Neurite orientation dispersion and density imaging reveals white matter and hippocampal microstructure changes produced by Interleukin-6 in the TgCRND8 mouse model of amyloidosis.

Extracellular ß-amyloid (Aß) plaque deposits and inflammatory immune activation are thought to alter various aspects of tissue microstructure, such as extracellular free water, fractional anisotropy and diffusivity, as well as the density and geometric arrangement of axonal processes. Quantifying these microstructural changes in Alzheimer's disease and related neurodegenerative dementias could serve to monitor or predict disease course. In the present study we used high-field diffusion magnetic resonance imaging (dMRI) to investigate the effects of Aß and inflammatory interleukin-6 (IL6), alone or in combination, on in vivo tissue microstructure in the TgCRND8 mouse model of Alzheimer's-type Aß deposition. TgCRND8 and non-transgenic (nTg) mice expressing brain-targeted IL6 or enhanced glial fibrillary protein (EGFP controls) were scanned at 8 months of age using a 2-shell, 54-gradient direction dMRI sequence at 11.1 T. Images were processed using the diffusion tensor imaging (DTI) model or the neurite orientation dispersion and density imaging (NODDI) model. DTI and NODDI processing in TgCRND8 mice revealed a microstructure pattern in white matter (WM) and hippocampus consistent with radial and longitudinal diffusivity deficits along with an increase in density and geometric complexity of axonal and dendritic processes.
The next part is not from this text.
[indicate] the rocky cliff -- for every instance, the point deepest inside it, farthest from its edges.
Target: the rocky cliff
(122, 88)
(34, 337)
This included reduced FA, mean, axial and radial diffusivity, and increased orientation dispersion (ODI) and intracellular volume fraction (ICVF) measured in WM and hippocampus. IL6 produced a 'protective-like' effect on WM FA in TgCRND8 mice, observed as an increased FA that counteracted a reduction in FA observed with endogenous Aß production and accumulation. In addition, we found that ICVF and ODI had an inverse relationship with the functional connectome clustering coefficient. The relationship between NODDI and graph theory metrics suggests that currently unknown microstructure alterations in WM and hippocampus are associated with diminished functional network organization in the brain.